Le Carrosse d’or (1953) s’ouvre sur une scène de théâtre déserte. Le rideau laisse doucement la caméra avancer, il s’écarte et dans l’ouverture qui apparaît prend place l’histoire : au Pérou au XVIIIe siècle, une troupe de la commedia dell’arte tout droit arrivée d’Italie vient divertir dans une colonie espagnole le peuple autochtone, les familles de colons européens et accessoirement le vice-roi d’Espagne. Après un lent zoom la caméra voit apparaître les personnages dans le cadre et les planches commencent à bouger sous leurs pieds. L’immobilité de l’ouverture ne dure pas et ces premières images du Carrosse d’or cessent de n’être qu’un instant de théâtre dès lors que la caméra de Jean Renoir décide de suivre les hommes et les femmes qui s’activent dans le décor. Dans un environnement de studio, on restera toujours avec eux en équilibre sur la fine frontière qui sépare théâtre et cinéma mais sans jamais cesser de nous y promener. À l’image du personnage de Camilla (l’explosive Anna Magnani) le film entier à la bougeotte et alors qu’il y a quelques semaines Vous n’avez encore rien vu d’Alain Resnais nous proposait les sièges trop confortables d’une salle glaciale, les murs du théâtre de Jean Renoir ne cessent de vibrer. En dehors de la scène et tout autour d’elle on joue fort de la musique, on crie, on se déchire.

La ressortie en salles, dans sa version audio originale, du film qui vit en 1953 Jean Renoir revenir en Europe – Le Carrosse d’or a été tourné en prise directe en anglais – se fait dans une copie restaurée rendant plus flamboyantes encore les couleurs originales. Étrangement on se demande dès les premiers plans si le numérique fait bon ménage avec le Technicolor tant la netteté des images associée à leurs tons sur-contrastés donnent au film après toutes ces années, un aspect visuel plus « kitsch » que théâtral. Vous n’avez encore rien vu usait du numérique et des écrans verts pour tout geler dans le cadre alors que cette restauration du Carrosse d’or, baroque, voit les planches de sa scène brûler jusqu’à n’en laisser que des cendres – quand à mi-film on quitte le théâtre pour d’autres décors on laisse aussi avec lui ses couleurs.

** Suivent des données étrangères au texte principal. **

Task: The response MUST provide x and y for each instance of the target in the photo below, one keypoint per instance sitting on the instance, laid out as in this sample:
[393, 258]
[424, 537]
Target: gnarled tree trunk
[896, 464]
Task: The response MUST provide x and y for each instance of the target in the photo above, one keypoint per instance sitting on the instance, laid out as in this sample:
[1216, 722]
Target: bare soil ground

Si Jean Renoir en adaptant ici une œuvre de Prosper Mérimée filme le quotidien d’une troupe de comédiens et une histoire d’amour contrariée – trois hommes pour une femme – son Carrosse d’or parle également en permanence de cinéma, de ses cadres et de ses acteurs. Si François Truffaut voyait en ce film « le chef-d’œuvre de Jean Renoir », « le film le plus noble et le plus raffiné jamais tourné » (1), c’est peut-être que vingt années avant La Nuit américaine (1973) le réalisateur de La Règle du jeu (1939) avait déjà entrepris la même mise en abyme que le cinéaste de la Nouvelle Vague. Lors de l’une des plus belles scènes du Carrosse d’or, alors que la troupe joue l’une de ses pièces, Jean Renoir filme les coulisses du spectacle tout en gardant une petite place dans son cadre pour ce qui se passe sur les planches. Les comédiens discutent entre eux derrière le rideau et continueront de le faire naturellement lorsqu’ils se déplaceront sur scène face au public. Il leur suffit juste de changer de sujet de conversation, de réciter leur texte et le cinéaste, sans coupe au montage, les regardera passer du réel au faux et revenir ensuite de la scène jusque derrière le rideau. À l’image rien ne laisse imaginer que les rôles qu’ils jouent tous les soirs soient moins forts que leurs vies réelles et tout le travail de Jean Renoir est justement de filmer ces instants transitoires où ils enlèvent ou oublient d’enlever le masque. Il ne s’agit pas pour le cinéaste de produire du théâtre filmé, mais de filmer venant du théâtre la contamination du réel par des comédiens ne sachant ni si le public est parti, ni si la caméra tourne encore. Le retour au réel – si réel il y a – n’en est alors que plus dur. Lorsque le film se termine le rideau retombe sur la scène et Camilla se retrouve seule sur les planches. Une voix cruelle lui demande si les personnages avec qui elle a vécu durant le film lui manquent. Elle répond par l’affirmative mais ses yeux terrifiés semblent déjà nous dire qu’elle ne se souvient plus d’eux.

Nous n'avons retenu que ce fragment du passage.